Why do we monitor patients taking diuretics and what do we monitor?
Monitoring a person on diuretics is necessary to assess response to treatment and to prevent adverse events, particularly
electrolyte imbalances and decline in renal function (see Tables 1 and 2).
People with hypertension should have their blood pressure measured every six months and more often if uncontrolled or
unstable. People with heart failure should be assessed at least six monthly and more often if clinical condition or medication
is changed.
The following is assessed:1
- clinical assessment of functional status (e.g. using the NYHA classification to grade severity of functional impairment,
see box 2 below)
- fluid status (e.g. body weight, JVP, peripheral oedema, postural hypotension)
- cardiac rhythm (ECG may be required if arrhythmia is suspected), heart sounds, chest crepitations
- cognitive and nutritional status
When do we monitor?
The frequency of monitoring depends on the clinical condition of the patient and which diuretic they are taking.

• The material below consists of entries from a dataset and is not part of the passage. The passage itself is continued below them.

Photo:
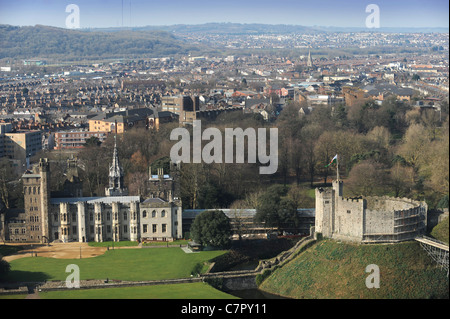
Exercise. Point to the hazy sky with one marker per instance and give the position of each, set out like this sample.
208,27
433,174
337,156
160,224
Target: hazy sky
340,13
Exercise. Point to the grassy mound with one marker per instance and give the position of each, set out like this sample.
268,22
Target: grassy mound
440,231
333,270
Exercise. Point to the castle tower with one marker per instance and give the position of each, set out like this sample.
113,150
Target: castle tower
44,170
36,199
116,185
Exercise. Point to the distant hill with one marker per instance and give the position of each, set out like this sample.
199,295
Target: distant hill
333,270
233,28
45,42
257,28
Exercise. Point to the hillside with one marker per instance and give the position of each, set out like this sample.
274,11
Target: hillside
45,42
333,270
440,231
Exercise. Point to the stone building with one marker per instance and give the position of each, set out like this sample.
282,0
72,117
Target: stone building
368,220
115,217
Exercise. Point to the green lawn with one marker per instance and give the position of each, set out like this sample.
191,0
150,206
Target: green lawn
120,264
440,231
111,244
177,291
196,290
333,270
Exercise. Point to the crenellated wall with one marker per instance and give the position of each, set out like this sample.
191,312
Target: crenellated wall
371,219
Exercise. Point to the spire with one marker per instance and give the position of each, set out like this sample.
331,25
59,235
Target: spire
116,186
309,63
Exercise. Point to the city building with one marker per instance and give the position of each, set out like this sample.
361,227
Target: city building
119,122
184,106
76,139
19,146
115,217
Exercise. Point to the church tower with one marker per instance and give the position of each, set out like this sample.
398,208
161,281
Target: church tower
116,185
309,63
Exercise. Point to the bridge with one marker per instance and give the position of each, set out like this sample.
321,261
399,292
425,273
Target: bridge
436,250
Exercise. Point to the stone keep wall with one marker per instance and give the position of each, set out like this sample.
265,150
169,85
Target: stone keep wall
349,218
371,219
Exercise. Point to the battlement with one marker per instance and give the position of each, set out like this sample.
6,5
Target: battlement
363,219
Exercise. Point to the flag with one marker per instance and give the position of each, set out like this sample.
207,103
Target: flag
333,161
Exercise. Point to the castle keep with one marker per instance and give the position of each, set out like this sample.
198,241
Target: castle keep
367,220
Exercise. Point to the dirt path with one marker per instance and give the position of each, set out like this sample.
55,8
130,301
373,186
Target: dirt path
60,250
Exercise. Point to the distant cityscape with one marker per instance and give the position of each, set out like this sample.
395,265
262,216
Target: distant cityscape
86,157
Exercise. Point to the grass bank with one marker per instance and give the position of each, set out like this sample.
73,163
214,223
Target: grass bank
333,270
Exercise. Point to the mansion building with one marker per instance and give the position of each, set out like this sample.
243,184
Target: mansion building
114,217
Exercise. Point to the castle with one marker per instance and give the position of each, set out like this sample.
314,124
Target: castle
114,217
367,220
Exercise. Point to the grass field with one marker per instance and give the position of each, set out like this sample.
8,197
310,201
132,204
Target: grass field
440,232
176,291
119,264
333,270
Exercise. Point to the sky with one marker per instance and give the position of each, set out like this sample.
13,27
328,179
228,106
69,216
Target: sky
135,13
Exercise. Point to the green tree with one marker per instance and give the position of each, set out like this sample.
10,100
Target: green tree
212,228
4,267
276,209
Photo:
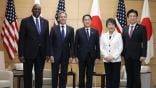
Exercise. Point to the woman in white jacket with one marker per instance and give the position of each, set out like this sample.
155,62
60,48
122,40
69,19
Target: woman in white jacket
111,46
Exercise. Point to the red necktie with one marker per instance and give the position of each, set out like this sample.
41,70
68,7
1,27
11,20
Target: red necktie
131,31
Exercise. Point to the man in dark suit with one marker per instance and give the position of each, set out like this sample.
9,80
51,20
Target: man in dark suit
61,50
33,42
87,50
135,46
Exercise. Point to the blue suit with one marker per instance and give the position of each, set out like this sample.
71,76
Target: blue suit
61,50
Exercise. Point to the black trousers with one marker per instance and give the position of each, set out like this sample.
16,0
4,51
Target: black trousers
38,64
133,67
62,67
112,74
86,67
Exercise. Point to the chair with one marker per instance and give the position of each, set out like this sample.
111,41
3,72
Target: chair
6,77
145,77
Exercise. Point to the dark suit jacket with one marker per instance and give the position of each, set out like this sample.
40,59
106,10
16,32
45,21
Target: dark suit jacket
135,46
83,46
59,47
30,41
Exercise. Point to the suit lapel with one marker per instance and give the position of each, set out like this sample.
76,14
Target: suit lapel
135,30
91,34
84,33
41,25
67,31
58,31
33,24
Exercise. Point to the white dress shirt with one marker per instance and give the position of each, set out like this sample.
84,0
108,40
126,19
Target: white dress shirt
88,30
65,28
111,45
34,18
131,26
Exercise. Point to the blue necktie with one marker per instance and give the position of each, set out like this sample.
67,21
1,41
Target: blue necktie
62,32
38,26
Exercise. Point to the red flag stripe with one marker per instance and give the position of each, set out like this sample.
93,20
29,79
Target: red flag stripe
6,45
8,32
8,35
11,30
9,50
9,40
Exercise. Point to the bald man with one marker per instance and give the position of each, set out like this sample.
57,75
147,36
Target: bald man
33,46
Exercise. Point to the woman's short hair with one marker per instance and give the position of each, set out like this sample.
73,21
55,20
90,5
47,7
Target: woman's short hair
110,20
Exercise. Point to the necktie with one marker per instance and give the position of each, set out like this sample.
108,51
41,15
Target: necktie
131,31
87,32
38,26
62,32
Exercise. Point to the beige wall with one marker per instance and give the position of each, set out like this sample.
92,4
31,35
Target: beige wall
76,9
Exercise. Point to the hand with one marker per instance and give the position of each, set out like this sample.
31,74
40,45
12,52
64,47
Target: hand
142,59
51,59
22,60
70,60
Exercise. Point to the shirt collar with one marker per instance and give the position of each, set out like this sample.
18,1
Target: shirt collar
35,17
133,25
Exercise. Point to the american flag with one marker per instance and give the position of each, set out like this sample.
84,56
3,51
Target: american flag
60,7
121,16
10,30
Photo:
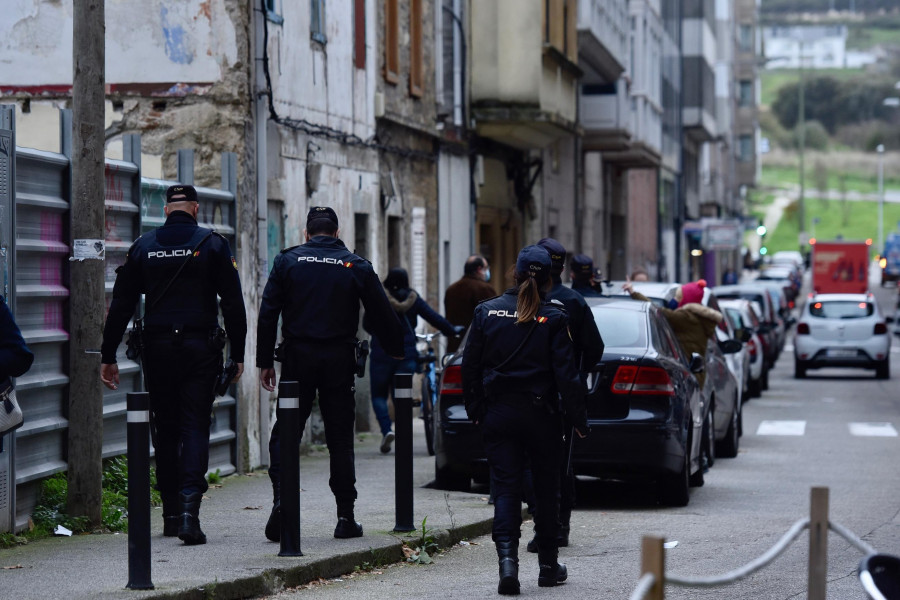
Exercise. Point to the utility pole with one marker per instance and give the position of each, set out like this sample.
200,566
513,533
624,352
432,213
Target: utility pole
87,275
801,123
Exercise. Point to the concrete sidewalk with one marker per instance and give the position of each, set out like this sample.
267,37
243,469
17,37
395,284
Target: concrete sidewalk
238,561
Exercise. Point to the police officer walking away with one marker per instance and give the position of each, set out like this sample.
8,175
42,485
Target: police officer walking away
588,351
316,288
518,364
181,268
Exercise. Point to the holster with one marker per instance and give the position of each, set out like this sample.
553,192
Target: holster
134,344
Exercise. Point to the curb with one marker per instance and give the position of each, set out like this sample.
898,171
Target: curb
275,580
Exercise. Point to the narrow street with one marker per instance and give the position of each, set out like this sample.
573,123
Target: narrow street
837,428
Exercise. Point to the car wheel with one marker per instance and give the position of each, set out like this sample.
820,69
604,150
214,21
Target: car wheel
674,489
709,437
728,447
447,479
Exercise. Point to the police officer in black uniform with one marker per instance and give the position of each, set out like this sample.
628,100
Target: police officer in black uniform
182,346
317,288
521,382
588,351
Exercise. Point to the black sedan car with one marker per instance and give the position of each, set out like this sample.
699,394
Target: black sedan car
642,402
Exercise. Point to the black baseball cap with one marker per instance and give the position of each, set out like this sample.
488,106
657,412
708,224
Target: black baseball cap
321,212
533,261
188,191
557,253
582,266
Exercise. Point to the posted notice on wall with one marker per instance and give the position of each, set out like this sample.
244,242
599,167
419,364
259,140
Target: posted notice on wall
89,250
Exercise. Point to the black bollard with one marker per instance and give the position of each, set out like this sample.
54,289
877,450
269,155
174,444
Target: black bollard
289,428
138,419
403,451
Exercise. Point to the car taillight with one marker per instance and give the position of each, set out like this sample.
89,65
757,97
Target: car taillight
451,381
642,380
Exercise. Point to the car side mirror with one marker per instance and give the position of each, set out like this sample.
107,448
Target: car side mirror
730,346
697,363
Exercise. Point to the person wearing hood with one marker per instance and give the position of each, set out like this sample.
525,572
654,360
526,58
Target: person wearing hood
409,306
693,323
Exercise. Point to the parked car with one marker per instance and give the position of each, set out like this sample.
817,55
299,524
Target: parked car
842,330
770,332
745,321
643,403
721,392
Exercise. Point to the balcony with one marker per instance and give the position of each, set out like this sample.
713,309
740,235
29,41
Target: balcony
524,71
603,38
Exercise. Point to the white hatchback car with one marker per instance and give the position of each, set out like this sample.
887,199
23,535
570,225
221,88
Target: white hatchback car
842,330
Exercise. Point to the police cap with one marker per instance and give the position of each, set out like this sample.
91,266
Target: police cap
533,261
582,266
321,212
557,253
181,193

See Tables 1 and 2 for diuretic monitoring advice
Patients with heart failure require closer monitoring than those with hypertension
Patients with heart failure require more frequent monitoring than those with hypertension because they are more
likely to be taking multiple medicines and their clinical condition is often less stable.
People with heart failure should have their electrolytes and creatinine assessed before initiation of diuretics and
then at one week. Creatinine and electrolytes can be monitored annually in lower risk patients but up to every three to
six months in higher risk patients (see box 1). Additional monitoring may be required after dose increases, if interacting
drugs (Table 3) are added and during illness.
People with hypertension taking diuretics should have their electrolytes assessed within four to six weeks of initiating
therapy and thereafter can be assessed every six to twelve months unless their clinical condition changes or a potentially
interacting drug is added (Table 3).
Spironolactone can cause hyperkalaemia and requires close monitoring initially
Spironolactone carries the risk of hyperkalaemia which is asymptomatic and potentially hazardous.2 Those at
greatest risk of hyperkalaemia are elderly people, people with diabetes, and people who have impaired renal function.
These people may already have reduced renal excretion of potassium.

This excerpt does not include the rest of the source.